Fidel Castro’s name & image to be kept off Cuban streets to avoid cult of personality
The cremated remains of Cuban revolutionary leader Fidel Castro are to be interred on Sunday, the day after his brother Raul announced that there will be no statues of Fidel or streets and public buildings named after him.
The ashes of Fidel Castro are to be laid to rest in a mausoleum in Santiago’s Santa Ifigenia cemetery alongside Cuban independence hero Jose Marti. Marti, who was a poet, journalist, political activist and revolutionary philosopher, is a widely revered figure – including for Cuban nationalists who oppose the current Socialist government in Havana.
Marti’s monuments appear everywhere in Cuba, and Havana’s international airport is named after him. However, such posthumous honors will not be reserved for Fidel after his death, his brother and successor as Cuba’s President told a mourning crowd on Saturday.
“The leader of the revolution rejected any manifestation of a cult of personality and was consistent in that through the last hours of his life, insisting that, once dead, his name and likeness would never be used on institutions, streets, parks or other public sites, and that busts, statutes or other forms of tribute would never be erected,” Raul Castro told a massive crowd gathered in Santiago in the east of Cuba.
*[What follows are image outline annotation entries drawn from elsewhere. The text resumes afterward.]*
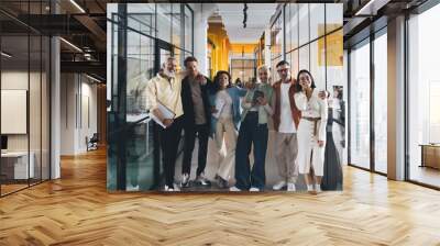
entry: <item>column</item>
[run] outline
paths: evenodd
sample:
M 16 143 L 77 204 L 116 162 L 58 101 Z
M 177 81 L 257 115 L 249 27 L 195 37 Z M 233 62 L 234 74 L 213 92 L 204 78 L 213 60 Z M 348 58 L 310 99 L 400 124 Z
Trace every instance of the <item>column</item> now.
M 194 9 L 194 56 L 204 75 L 208 74 L 208 18 L 216 7 L 216 3 L 197 3 Z

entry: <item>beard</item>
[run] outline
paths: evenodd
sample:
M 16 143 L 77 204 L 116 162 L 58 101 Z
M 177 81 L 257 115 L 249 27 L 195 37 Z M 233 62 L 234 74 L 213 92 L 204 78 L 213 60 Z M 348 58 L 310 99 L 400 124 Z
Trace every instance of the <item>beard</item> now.
M 176 76 L 175 71 L 170 71 L 168 69 L 164 69 L 164 74 L 169 78 L 174 78 Z

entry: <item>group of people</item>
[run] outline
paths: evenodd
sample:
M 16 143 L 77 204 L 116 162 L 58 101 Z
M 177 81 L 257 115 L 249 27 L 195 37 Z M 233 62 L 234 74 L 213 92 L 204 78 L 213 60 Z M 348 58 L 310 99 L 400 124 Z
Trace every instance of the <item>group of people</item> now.
M 184 72 L 168 57 L 161 71 L 146 85 L 147 105 L 165 127 L 160 128 L 165 191 L 178 191 L 190 183 L 191 157 L 198 138 L 198 165 L 194 182 L 210 186 L 205 176 L 208 141 L 212 136 L 220 153 L 217 186 L 230 191 L 262 191 L 265 188 L 265 160 L 268 122 L 273 122 L 276 163 L 280 180 L 273 190 L 296 191 L 298 175 L 304 175 L 310 193 L 321 191 L 324 166 L 328 92 L 316 88 L 308 70 L 292 77 L 289 63 L 276 65 L 279 80 L 270 82 L 270 69 L 257 68 L 256 82 L 243 87 L 231 83 L 231 75 L 220 70 L 210 81 L 198 70 L 195 57 L 187 57 Z M 174 112 L 165 118 L 160 104 Z M 184 157 L 182 181 L 175 183 L 175 165 L 182 136 Z M 224 149 L 223 149 L 224 144 Z M 254 164 L 250 155 L 253 147 Z M 230 187 L 234 168 L 234 186 Z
The decision is in line with Fidel’s attitudes both during his time as Cuba’s leader and his decade of retirement. He handed power over to Raul in 2006 because of a life-threatening illness and formally stepped down two years later. In contrast, the images of Fidel’s fellow revolutionary fighters, Camilo Cienfuegos and Che Guevara, have become common across Cuba since their deaths.
The entombment ceremony will end a nine-day period of morning in Cuba. Over the past few days, Fidel’s remains have been carried along a 1,000-kilometer route to the east of the country, retracing the path that his revolutionary forces took after ousting the pro-American regime of dictator Fulgencio Batista in 1959.
Hundreds of thousands of Cubans flocked to plazas and highways to pay tribute to their late leader, chanting “I am Fidel” as the solemn procession passed by.
During Saturday’s rally in Santiago, Raul Castro pledged to uphold Fidel’s socialist legacy.
“In the unipolar world, the one of transnationals that arose after the fall of the socialist bloc, the permanent lesson of Fidel is that, yes, it can be done – man is capable of overcoming the most difficult conditions,” he said.
Several Latin American leaders and personal friends of Fidel arrived in Cuba for the funeral, including Bolivian President Evo Morales, Nicaraguan leader Daniel Ortega, Venezuelan President Nicolas Maduro, and former Brazilian presidents Dilma Rousseff and Lula da Silva.